Original Article

Isolation and Partial Characterisation of Lectin from Turbo sp.

R Anantha Rajan, S Suganthi, A Sabitha, G Prakash Vincent

Keywords

carbohydrate, haemagglutination, lectin, turbo

Citation

R Anantha Rajan, S Suganthi, A Sabitha, G Prakash Vincent. Isolation and Partial Characterisation of Lectin from Turbo sp.. The Internet Journal of Genomics and Proteomics. 2006 Volume 3 Number 1.

Abstract

A calcium dependent lectin was purified from Turbo sp. using DEAE column chromatography. Minimal Ca2+ concentration required for the haemagglutination activity was 0.25M. Muscle extract of Turbo sp. showed maximum heamagglutination activity with chicken erythrocytes with titre value of 24. It showed heamagglutination activity with titre value of 3 for A and B and 6 for O human erythrocytes. The haemagglutination activity for the DEAE column purified lectin was observed between pH of 6 and 9 and not at lower pH and was high between 30°C and 40°C. The molecular weight of Turbo sp. lectin was about 46kDa.

 

Introduction

The recognition of carbohydrate moieties in macromolecules by lectins has important applications in cell to cell interactions, signal transduction, cell growth and differentiation (Lis, & Sharon, 1991). Mollusc has variates of lectin with different biotechnological applications. Fenelson et al. (1987) studied the formalin fixed, paraffin embedded tissue from 100 consecutive cases of breast carcinoma binding with Helix pomatia and Ulex europeus lectin. Aplysia gonad lectin isolated from the mollusc Aplysia depilans was successfully conjugated to colloidal gold and used for ultrastructural detection of galacturonic acids in some pathogenic fungi (Benhamou et al., 1989). Helix pomatia lectin binding is a useful prognostic indicator in colorectal carcinoma (Schumacher et al., 1994). Considering the easy availability of Turbo sp. along the Kanyakumari (8.08° N 77.57° E) coast lectin was extracted, purified and partially characterised.

Materials & Methods

Turbo sp. collected off Arokyapuram, Kanyakumari was brought alive to the laboratory and immediately preserved at -20°C. Extract was prepared by grinding 1g muscle sample in 1ml Tris base saline (TBS) (50mM Tris-Hcl, pH 7.5, 150mM NaCl, 5mM CaCl2 ) and centrifuging at 6000 rpm for 15 minutes at 4°C. Haemagglutination assay was carried out as described by Ravindranath et al., (1985). A sample of 25µl was diluted up to 1:32 by two fold dilution method with TBS. To each well, 25µl of 1.5% erythrocyte was added, mixed and kept at 30.0 ° C for one hour. After incubation period the wells were examined microscopically. For the heamagglutination inhibition, lactose, galactose, glucose, mannitol, sucrose, fructose, maltose, mannose, melibiose and N-acetyl neuraminic acid were diluted in sample up to 1: 32 dilution. After 1h, 25µl of erythrocytes was added and incubated for 1h at 30.0 ° C.

500µl of the Turbo sp. extract was applied to the DEAE cellulose column. Protein was eluted by stepwise gradient buffer elution using different concentration from 0.1M to 1M. The flow rate was set at 250µl per minute and was collected in eppendorff tubes. The eluted fractions were estimated for protein by UV spectrometer at 280nm. Agglutination activity was carried out for each column fraction. Apparent molecular weights and purification of protein subunits were determined by using SDS/PAGE following the methods of Laemmli, (1970).

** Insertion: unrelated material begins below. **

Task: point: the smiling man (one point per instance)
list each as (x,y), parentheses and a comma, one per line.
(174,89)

In order to find out the optimum temperature for maximum activity and temperature tolerance the samples were incubated at different temperatures from 20°C to 90°C using water bath for 20 minutes and haemagglutination activity was determined. To find out the optimum pH, the extracts was dialyzed at pH 3 to 9 for 24 h and then in TBS for 24 h at pH 7.6. The samples were dialysed against TBS without calcium, with Ca 2+ and Mg and after 24 h haemagglutination assay was carried out. The sample was dialysed the TBS with 0.25M EDTA and haemagglutination activity was carried out and the same sample was dialysed with TBS after which the haemagglutination activity was estimated.

Results and Discussion

Muscle extract of Turbo sp. showed maximum titre value of 24 for chicken erythrocyte and 1.5, 6 and 6 for sheep, cow and rabbit erythrocytes respectively. The titre value was 3 for A and B and 6 for O human erythrocytes. The above results co-related the haemolymph of the snail, Bulinus nastus (Harris et al., 1993), hard clam, Mercenaria mercenaria (Tripp, 1992) and Pacific oyster, Crassostrea gigas (Olafsen et al., 1992) that showed specific agglutination to some of the red blood cells. Garber et al. (1985) purified the gonad lectin from Aplysia depilans. This lectin strongly reacted with rabbit and human erythrocytes.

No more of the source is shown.